In the late 1800s and early 1900s, in Germany and Austria, a duelling scar was seen as a badge of honour and courage. It was also called a ‘bragging scar’.


schmisse2


What a lot of people don’t realise is that this is still happening. Groups of young men, usually students, face each other with razor-sharp blades, determined to come out of the fight with one of those honourable scars. It’s happening in Berlin. It’s happening in Tasmania. I have proof.


harry 3


Yes, Harry came home last night with a bragging scar. I was appalled. He was smug. I have no idea how his opponent is faring.


Apart from the whole duelling thing, it’s been a strange week. For the first couple of days the book was coming along so slowly that I almost fell asleep at the computer. I felt stuck. I felt as if the story needed to break out in some way. Take a heroic leap. Spring from the very top diving board with amazing and unlikely grace, then do a double flip in mid air and hit the pool, just as everyone watching thinks it’s going to go splat on the concrete.


So I arranged for Lord Rump to get kidnapped.


Lord Rump was dreaming of slommerkins, those terrifying creatures that once roamed the coastal plains of Faroona.


He had never actually seen a slommerkin, of course, because they had been extinct for at least three hundred years. But when he was a small boy, half-starved and living on the streets of Lawe, someone had told him about them.

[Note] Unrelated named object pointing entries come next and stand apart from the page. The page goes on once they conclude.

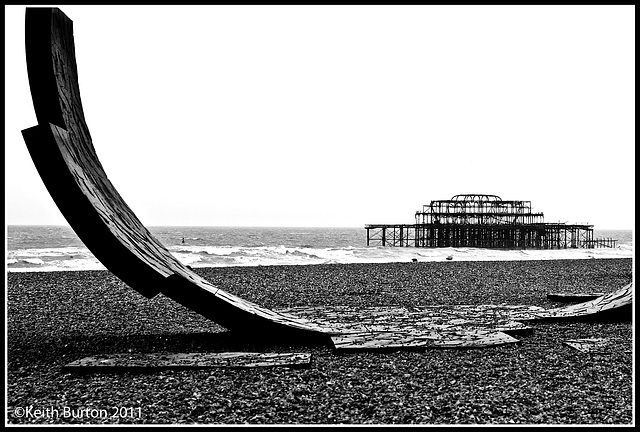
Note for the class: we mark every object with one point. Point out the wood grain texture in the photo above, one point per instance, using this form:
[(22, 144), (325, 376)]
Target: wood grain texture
[(63, 152)]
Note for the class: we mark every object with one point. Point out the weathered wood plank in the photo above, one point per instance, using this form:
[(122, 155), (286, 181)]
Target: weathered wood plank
[(151, 362)]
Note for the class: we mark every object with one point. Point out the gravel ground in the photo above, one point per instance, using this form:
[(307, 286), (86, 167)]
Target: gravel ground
[(57, 317)]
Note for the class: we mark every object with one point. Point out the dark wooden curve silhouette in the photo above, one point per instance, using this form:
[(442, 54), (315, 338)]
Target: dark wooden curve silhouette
[(62, 150)]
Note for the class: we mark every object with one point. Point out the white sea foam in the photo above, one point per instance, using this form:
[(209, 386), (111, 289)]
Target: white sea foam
[(223, 247)]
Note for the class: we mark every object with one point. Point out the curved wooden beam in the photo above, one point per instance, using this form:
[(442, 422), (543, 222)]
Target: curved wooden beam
[(62, 150)]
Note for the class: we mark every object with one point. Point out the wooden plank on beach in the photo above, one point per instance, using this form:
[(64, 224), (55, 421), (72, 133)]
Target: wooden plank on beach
[(567, 297), (151, 362), (378, 341), (592, 345)]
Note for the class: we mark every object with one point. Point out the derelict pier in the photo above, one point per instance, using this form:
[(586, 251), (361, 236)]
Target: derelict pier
[(483, 221)]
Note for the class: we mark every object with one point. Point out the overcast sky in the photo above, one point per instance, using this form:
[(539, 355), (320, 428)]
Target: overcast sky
[(343, 115)]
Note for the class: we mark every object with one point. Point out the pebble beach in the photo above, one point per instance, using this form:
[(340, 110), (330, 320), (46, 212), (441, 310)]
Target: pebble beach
[(54, 318)]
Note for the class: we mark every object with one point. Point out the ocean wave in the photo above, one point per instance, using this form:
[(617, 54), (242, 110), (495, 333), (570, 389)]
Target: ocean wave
[(73, 258)]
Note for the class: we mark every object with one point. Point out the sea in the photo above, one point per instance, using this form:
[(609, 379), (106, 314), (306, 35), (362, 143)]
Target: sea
[(33, 248)]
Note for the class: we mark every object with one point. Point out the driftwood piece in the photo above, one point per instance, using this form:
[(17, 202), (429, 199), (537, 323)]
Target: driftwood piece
[(151, 362)]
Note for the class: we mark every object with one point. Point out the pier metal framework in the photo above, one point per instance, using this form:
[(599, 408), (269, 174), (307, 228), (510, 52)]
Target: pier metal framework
[(483, 221)]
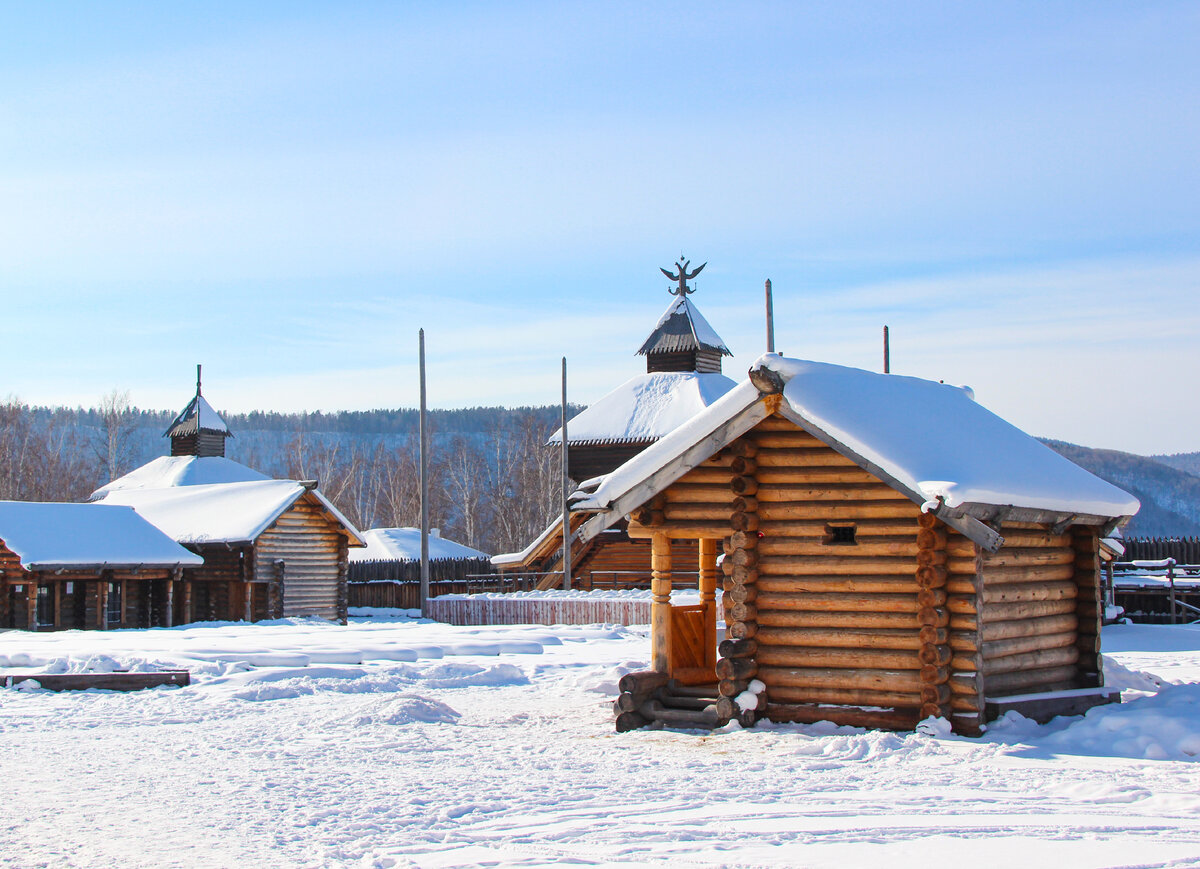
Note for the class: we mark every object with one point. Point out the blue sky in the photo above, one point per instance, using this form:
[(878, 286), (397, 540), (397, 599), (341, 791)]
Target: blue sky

They had roamed through his nightmares ever since.


He dreamed that he was being chased, and that when the slommerkin caught him – which it would do very soon – it would roll on him to soften him up. Then it would eat him.


‘Help!’ he cried, in a voice that sounded far more like a homeless boy than an old man. ‘No! Please! Heeeeelp!’


To his relief, that last cry woke him. He lay there for a moment, thinking that he was in his bed in the back streets of Quick, and that he must have been eating oysters, which nearly always brought bad dreams.


I must give them up, he told himself. Though I do love them.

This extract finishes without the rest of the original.